Thank you to Canine Journal for referring dog parents to Keep the Tail Wagging via their Facebook page.

So now it’s your turn!  Have you done a dog DNA test and if you have, were you happy with the results?


  1. Kelly is a rescue dog we adopted when she was 1 year old. I received a DNA test to review, so we gave it a try. We guessed that Kelly is part cocker spaniel and long haired dachshund. The only results we got from the test was that she is mainly cocker spaniel. I was disappointed because Kelly is obviously part cocker spaniel but her face is not at all cocker spaniel and the fur on top is long and silky, and not curly like a cocker. The particular kit I used didn’t have enough breeds in its database to make the test worthwhile.

    • One of the people who contributed to the article mentioned that she had the same experience; when they company didn’t know a breed, they just put in Pit Bull. That just seems lazy.


  2. I’ve been wanting to do this with our pup, Rita. They told us she was a GSD/Beagle mix – which I think seems right and I’d like to confirm that. But my hubby thinks it’s not worth doing. He is so sure she’s a GSD/beagle that he thinks there’s no point getting that “confirmed.”

    Glad to hear that you and most of the others were pleased with doing the test.

    • Thanks, Jackie
      I was really blown away and I’m happy that we took the test. It was fun learning about the third breed that gives Blue his markings; researching the breed explained some of his behavior :)

  3. That’s quite fascinating! Seeing the pictures and then reading which breeds contributed to the mix :-)

    • Thanks! I thought it was interesting too. When we received our DNA results back, it was thrilling to see Blue’s makeup. Now we get why he is who he is; now I just wish I knew more about where he was found.

      Thanks for stopping by!

  4. Sounds like a good test!
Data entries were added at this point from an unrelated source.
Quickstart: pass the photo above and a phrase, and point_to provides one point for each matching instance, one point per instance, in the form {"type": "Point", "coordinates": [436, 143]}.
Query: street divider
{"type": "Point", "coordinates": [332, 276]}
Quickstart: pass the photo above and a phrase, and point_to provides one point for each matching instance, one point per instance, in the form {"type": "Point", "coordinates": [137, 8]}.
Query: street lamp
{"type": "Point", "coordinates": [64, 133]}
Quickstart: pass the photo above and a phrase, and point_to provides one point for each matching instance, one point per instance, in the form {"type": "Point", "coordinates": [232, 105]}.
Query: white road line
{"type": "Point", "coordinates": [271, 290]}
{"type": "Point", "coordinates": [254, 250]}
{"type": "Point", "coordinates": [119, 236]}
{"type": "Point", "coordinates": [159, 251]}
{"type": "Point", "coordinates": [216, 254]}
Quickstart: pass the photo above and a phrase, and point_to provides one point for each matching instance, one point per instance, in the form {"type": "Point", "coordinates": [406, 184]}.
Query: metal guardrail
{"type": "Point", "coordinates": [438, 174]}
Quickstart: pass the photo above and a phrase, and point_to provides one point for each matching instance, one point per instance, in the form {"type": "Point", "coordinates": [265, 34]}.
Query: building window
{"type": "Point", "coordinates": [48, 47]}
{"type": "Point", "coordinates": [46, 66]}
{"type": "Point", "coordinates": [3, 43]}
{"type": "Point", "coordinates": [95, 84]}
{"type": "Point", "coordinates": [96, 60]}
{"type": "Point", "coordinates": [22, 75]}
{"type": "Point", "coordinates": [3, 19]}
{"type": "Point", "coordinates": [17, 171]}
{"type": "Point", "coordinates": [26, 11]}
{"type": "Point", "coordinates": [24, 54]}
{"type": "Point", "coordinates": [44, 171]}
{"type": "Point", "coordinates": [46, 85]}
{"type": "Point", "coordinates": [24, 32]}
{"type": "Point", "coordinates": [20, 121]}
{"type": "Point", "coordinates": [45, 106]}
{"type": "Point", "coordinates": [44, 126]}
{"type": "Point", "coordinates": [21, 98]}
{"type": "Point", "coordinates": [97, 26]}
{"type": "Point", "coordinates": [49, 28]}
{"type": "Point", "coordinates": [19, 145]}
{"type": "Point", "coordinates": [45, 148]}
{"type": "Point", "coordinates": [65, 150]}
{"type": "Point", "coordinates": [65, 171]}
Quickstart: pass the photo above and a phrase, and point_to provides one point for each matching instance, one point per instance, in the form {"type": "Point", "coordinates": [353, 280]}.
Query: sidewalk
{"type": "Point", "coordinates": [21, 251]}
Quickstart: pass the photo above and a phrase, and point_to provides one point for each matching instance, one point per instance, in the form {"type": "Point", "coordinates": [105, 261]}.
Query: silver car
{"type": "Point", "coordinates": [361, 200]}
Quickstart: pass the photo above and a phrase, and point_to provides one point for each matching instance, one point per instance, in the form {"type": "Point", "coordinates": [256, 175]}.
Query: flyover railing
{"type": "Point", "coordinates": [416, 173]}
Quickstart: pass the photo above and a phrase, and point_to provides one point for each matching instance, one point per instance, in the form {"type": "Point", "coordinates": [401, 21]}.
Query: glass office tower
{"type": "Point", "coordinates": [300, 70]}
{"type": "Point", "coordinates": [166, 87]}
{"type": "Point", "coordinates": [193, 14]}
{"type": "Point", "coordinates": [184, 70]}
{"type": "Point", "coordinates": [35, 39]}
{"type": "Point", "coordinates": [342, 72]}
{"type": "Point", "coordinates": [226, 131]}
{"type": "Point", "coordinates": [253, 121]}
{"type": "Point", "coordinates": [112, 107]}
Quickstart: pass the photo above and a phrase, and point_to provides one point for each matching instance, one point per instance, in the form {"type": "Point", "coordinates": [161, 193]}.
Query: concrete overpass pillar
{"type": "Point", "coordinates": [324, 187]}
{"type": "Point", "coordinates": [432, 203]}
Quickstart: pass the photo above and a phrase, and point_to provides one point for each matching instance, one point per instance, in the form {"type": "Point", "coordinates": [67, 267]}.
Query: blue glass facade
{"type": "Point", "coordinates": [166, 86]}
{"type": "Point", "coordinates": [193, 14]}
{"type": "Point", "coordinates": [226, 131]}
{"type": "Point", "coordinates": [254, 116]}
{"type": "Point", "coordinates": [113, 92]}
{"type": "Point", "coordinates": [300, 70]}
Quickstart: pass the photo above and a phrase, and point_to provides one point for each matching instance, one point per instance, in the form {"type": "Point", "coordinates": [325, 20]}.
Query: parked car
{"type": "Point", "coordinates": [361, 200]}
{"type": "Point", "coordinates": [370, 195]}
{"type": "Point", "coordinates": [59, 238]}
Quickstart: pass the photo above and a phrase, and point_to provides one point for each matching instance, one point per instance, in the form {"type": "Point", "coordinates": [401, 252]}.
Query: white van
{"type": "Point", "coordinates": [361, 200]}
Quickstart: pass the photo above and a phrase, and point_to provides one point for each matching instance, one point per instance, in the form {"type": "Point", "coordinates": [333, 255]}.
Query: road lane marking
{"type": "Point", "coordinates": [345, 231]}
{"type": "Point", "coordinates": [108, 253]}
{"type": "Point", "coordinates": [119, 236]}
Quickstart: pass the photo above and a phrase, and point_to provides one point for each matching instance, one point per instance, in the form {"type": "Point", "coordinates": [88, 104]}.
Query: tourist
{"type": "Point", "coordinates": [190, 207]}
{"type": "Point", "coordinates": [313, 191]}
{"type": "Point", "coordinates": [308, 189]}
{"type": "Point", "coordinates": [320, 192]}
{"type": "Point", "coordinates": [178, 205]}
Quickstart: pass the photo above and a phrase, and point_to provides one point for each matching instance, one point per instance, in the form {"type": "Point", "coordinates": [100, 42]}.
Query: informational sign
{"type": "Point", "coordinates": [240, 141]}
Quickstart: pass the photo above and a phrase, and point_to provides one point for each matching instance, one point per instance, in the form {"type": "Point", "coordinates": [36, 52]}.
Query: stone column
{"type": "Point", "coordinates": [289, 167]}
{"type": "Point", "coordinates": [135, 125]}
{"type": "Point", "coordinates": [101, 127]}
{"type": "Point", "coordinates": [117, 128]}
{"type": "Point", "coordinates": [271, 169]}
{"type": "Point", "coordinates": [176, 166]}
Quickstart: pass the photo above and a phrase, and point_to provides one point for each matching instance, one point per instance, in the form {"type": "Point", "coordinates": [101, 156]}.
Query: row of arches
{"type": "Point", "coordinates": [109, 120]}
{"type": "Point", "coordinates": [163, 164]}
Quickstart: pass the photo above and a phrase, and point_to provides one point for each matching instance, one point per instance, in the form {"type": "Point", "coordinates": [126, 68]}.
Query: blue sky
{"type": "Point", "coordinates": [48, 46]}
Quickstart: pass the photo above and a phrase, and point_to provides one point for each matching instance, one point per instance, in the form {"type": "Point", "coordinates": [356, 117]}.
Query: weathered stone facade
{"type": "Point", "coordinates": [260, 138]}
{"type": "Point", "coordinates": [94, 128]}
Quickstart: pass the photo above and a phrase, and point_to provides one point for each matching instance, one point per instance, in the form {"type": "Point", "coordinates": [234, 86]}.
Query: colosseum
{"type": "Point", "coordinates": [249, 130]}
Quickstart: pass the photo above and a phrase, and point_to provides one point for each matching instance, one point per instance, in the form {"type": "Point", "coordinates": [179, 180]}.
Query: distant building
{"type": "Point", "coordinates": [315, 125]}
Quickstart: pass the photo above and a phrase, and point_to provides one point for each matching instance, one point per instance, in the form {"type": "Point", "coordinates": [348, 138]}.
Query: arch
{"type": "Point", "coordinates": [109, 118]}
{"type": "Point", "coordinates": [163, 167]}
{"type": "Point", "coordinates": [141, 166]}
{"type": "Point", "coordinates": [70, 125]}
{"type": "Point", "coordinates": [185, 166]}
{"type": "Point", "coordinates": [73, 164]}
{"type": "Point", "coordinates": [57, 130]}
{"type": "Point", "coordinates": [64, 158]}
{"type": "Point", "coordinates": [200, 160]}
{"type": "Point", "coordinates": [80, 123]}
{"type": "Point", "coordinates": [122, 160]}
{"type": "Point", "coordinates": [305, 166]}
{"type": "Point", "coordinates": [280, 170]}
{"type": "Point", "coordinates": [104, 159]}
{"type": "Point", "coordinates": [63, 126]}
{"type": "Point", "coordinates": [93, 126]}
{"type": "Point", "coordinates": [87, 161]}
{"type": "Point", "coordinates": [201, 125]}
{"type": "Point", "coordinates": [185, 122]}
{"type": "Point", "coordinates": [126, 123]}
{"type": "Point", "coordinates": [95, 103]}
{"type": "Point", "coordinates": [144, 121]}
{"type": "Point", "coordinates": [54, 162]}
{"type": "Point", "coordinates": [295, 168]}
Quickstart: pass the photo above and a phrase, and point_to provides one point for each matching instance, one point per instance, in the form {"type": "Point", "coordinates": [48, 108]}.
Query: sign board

I have had one poor experience with DNA tests before. I can’t remember what brand it was, but the results were obviously way off. These clients brought their small terrier type dog in for us to collect a blood sample so that they could send it off for a DNA test they had. I remember the final results listing some pretty crazy breeds like mastiff or rottweiler. Wisdom Panel sounds like it could be worth a try though.

    • We couldn’t be happier with the Wisdom Panel test and I’m looking forward to testing Rodrigo and Sydney next month. It’ll be fun what their tests results are, because they’re littermates who look nothing alike.

      Thanks for stopping by, Ann

  5. Glad you got to try and are happy with the results. I still remain dubious. I’ve never done the test, but I have seen so many results that really make me shake my head. At least this test doesn’t require you include a picture like some of the tests do. Maybe as I see more an more results I’ll believe in the testing more.

  6. I dont want to know what breed they are….I would like to know which of my 2 males is the dad. Will this test tell me that.

    • No, this is simply a test to determine the breed mix of a dog.